If D'Aveni were not a professor at Dartmouth's Amos Tuck School,
one could easily imagine that his grandiloquent management guide
was meant to be an absurdist spoof of a publishing subgenre not
especially teeming with useful or readable works. Drawing almost
wholly on secondary sources, however, the deadly earnest author has
cobbled together a repetitious handbook that combines a fevered
appraisal of a new menace supposedly convulsing the global
marketplace with programmatic recommendations for combating it.
According to D'Aveni, the present danger is hypercompetition, a
notably merciless form of commercial conflict that can be conducted
in a host of ways. By the author's account, preternaturally
aggressive enterprises may seek to erode, neutralize, or (more
likely) obliterate the comparative advantages of their rivals in
areas such as market access, cost, know-how, quality, resources,
and timing. Moving on from his anecdotal audit of the no-quarter
games cutthroat companies play, D'Aveni identifies the
distinguishing characteristics of hypercompetition. He then segues
into another by-the-numbers exercise known as the New 7-S's, the
collective designation for a series of interactive initiatives that
may be employed to sustain momentum (rather than equilibrium) in
operating environments subject to sudden change.
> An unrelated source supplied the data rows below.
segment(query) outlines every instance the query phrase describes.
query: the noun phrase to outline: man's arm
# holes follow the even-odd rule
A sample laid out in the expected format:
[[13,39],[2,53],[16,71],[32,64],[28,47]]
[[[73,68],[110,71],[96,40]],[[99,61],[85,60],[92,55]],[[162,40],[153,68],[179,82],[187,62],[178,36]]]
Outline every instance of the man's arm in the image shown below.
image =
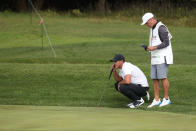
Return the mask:
[[116,69],[113,69],[113,76],[117,82],[122,81],[122,78],[117,74]]
[[130,84],[131,83],[131,75],[126,75],[125,78],[120,81],[118,84],[123,85],[123,84]]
Similar cases in
point range from ensuring superior stakeholder satisfaction and
strategic soothsaying through simultaneous and sequential strategic
thrusts. Offered as well are tedious takes on such techniques as
escalation-ladder analysis and price-quality mapping. Even after
allowing for the transforming aspects of advanced technologies,
D'Aveni's big-picture perspectives and addled advisories could
strike most corporate executives as the virtual realities of an
academic theorist convinced he can impose order on a perdurably
adversarial business world. The jargon-marred text has tabular
material throughout. (Kirkus Reviews)
General Motors and IBM have been battered to their cores. Jack Welch, the chairman of General Electric, called the frenzied competition of the 1980's "a white knuckle decade" and said the 1990s would be worse. In this pathbreaking book that will define this new age of "hypercompetition," Richard D'Aveni reveals how competitive moves and countermoves escalate with such ferocity today that the traditional sources of competitive advantage can no longer be sustained. To compete in this dynamic environment, D'Aveni argues that a company must fundamentally shift its strategic focus. He constructs a brilliant operational model that shows how firms move up "escalation ladders" as advantage is continually created, eroded, destroyed, and recreated through strategic maneuvering in four arenas of competition. Using this "Four Arena" analysis, D'Aveni explains how competitors engage in a struggle for control by seeking leadership in the arenas of "price and quality," "timing and know-how," "stronghold creation/invasion," and "deep pockets." Winners set the pace in each of these four competitive battlegrounds.
Using hundreds of detailed examples from hypercompetitive industries such as computers, software, automobiles, airlines, pharmaceuticals, toys and soft drinks, D'Avenie demonstrates how hypercompetitive firms succeed in dynamic markets by disrupting the status quo and creating a continuous series of temporary advantages. They seize the initiative, D'Aveni explains, by employing a set of strategies he calls the "New 7-S's" Superior Stakeholder Satisfaction, Strategic Soothsaying, Speed, Surprise, Shifting the Rules of Competition, Signaling Strategic Intent, and Simultaneous and Sequential Thrusts. Paradoxically, firms must destroy their competitive advantages to gain advantage, D'Aveni shows. Long-term success depends not on sustaining an advantage through a static, long-term strategy, but instead on formulating a dynamic strategy for the creating, destruction, and recreation of short-term advantages.
America must embrace the new reality of hypercompetition, D'Aveni concludes in a compelling analysis of the potential chilling effect of American antitrust laws on competitiveness. This masterful book, essentially an operating manual of strategy and tactics for a new era, will be required reading for managers, planners, consultants, academics, and students of hypercompetitive industries.